Giovedì, 21 Ottobre 2021
Cronaca Negrar

Uccise un cane per vendetta: viene incastrato dalla perizia balistica

Le indagini dei carabinieri sono partite il 10 gennaio 2018, quando il meticcio maremmano venne freddato in un cortile di una casa di Negrar: denunciato un uomo del posto di 61 anni

Era il 10 gennaio 2018 quando un cane meticcio maremmano è stato freddato con un colpo di fucile da caccia all'interno di un cortile di Negrar: hanno preso il via allora le indagini della stazione locale dei carabinieri, che dopo mesi sono riusciti a risolvere il caso della sua uccisione. 

Quella mattina, a pochi metri dalla carcassa dell'animale, era stato rinvenuto un bossolo calibro 12, inoltre alcuni residenti avevano notato, in prossimità dell'abitazione, il furgone dal quale era stato esploso il colpo.
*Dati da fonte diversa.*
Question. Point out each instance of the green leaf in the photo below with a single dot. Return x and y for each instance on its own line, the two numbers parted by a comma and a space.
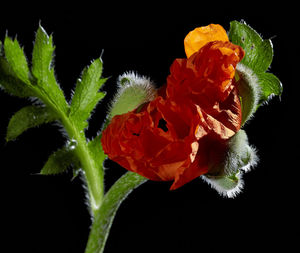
258, 52
96, 151
270, 85
87, 95
104, 217
249, 91
27, 117
10, 82
59, 162
43, 72
16, 59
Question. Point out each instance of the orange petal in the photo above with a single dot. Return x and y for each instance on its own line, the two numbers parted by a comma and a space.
200, 36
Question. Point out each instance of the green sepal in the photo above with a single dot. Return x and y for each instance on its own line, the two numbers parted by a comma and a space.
28, 117
87, 95
258, 52
270, 86
226, 176
249, 91
60, 161
43, 71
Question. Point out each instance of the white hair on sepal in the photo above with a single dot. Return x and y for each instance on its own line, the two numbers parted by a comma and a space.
222, 185
240, 158
133, 91
253, 159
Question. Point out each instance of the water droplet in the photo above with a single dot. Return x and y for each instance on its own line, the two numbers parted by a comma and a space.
72, 144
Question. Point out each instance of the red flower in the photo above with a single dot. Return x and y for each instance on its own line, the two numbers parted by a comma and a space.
182, 133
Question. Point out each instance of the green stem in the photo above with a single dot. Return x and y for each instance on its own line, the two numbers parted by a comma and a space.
104, 216
93, 176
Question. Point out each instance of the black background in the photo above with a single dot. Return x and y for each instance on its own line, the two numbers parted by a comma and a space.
48, 213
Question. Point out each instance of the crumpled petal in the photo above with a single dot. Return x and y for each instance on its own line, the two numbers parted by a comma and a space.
183, 133
197, 38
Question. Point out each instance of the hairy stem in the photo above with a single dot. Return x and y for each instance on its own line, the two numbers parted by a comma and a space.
104, 216
94, 176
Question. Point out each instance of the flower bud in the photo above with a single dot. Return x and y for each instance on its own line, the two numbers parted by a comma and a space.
227, 176
249, 91
133, 91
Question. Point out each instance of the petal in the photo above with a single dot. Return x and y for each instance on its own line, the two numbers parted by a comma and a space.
196, 169
200, 36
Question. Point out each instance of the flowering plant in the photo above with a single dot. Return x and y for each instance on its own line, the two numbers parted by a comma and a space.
190, 127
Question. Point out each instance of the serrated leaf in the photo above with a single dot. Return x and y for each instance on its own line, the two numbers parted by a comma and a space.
28, 117
86, 94
16, 59
258, 52
11, 83
59, 162
43, 72
270, 85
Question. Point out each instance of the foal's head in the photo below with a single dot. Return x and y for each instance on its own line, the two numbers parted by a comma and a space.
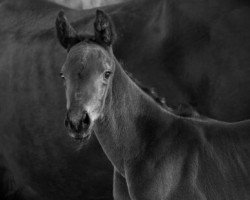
87, 72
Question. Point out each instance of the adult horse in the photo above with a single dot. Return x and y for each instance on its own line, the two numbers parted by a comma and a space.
190, 53
158, 154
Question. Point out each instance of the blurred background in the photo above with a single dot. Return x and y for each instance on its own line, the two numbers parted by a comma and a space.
85, 4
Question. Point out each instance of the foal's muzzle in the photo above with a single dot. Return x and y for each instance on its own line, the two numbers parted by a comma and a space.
78, 126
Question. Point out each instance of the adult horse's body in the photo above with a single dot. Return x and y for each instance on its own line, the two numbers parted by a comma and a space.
190, 53
156, 154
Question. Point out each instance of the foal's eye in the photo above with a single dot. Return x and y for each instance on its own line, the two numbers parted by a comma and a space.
107, 74
61, 75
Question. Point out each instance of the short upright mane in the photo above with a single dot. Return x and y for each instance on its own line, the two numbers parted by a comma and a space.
183, 110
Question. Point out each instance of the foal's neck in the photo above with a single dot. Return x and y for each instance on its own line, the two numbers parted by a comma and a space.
131, 120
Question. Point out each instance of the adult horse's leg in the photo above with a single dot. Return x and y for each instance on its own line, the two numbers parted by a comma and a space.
120, 189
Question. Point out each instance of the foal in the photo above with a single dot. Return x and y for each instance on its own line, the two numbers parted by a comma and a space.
156, 154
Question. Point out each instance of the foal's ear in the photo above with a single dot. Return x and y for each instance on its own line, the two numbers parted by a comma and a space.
66, 34
104, 29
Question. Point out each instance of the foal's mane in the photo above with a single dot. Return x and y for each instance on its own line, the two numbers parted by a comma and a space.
183, 110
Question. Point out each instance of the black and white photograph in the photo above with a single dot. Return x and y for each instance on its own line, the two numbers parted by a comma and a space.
124, 99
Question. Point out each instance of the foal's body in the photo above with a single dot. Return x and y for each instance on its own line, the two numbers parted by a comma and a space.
156, 154
163, 156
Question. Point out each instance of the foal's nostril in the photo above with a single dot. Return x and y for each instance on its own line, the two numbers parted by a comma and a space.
86, 118
79, 125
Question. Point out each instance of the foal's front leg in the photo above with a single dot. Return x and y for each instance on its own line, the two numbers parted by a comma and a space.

Successivamente al centro dell'attività investigativa è finito un 61enne del posto al quale, qualche tempo prima, alcuni cani di razza maremmana avevano ucciso alcuni ovini
Ritenendo dunque verosimile che quel precedente potesse essere il movente dell'uccisione dell'animale, su ordine dell'autorità giudiziaria i militari hanno sequestrato i fucili regolamente detenuti dall'uomo, indagato nel frattempo per i reati di uccisione di animali (art. 544 c.p.) e porto illegale di arma (art. 4. legge 895/67), al fine di poterli sottoporli ad analisi e comparazioni di natura balistica.
La perizia tecnica ha confermato l'ipotesi degli investigatori, riscontrando la compatibilità tra il bossolo rinvenuto dai carabinieri e uno dei fucili sequestrati, un Beretta semiautomatico calibro 12 modello A300.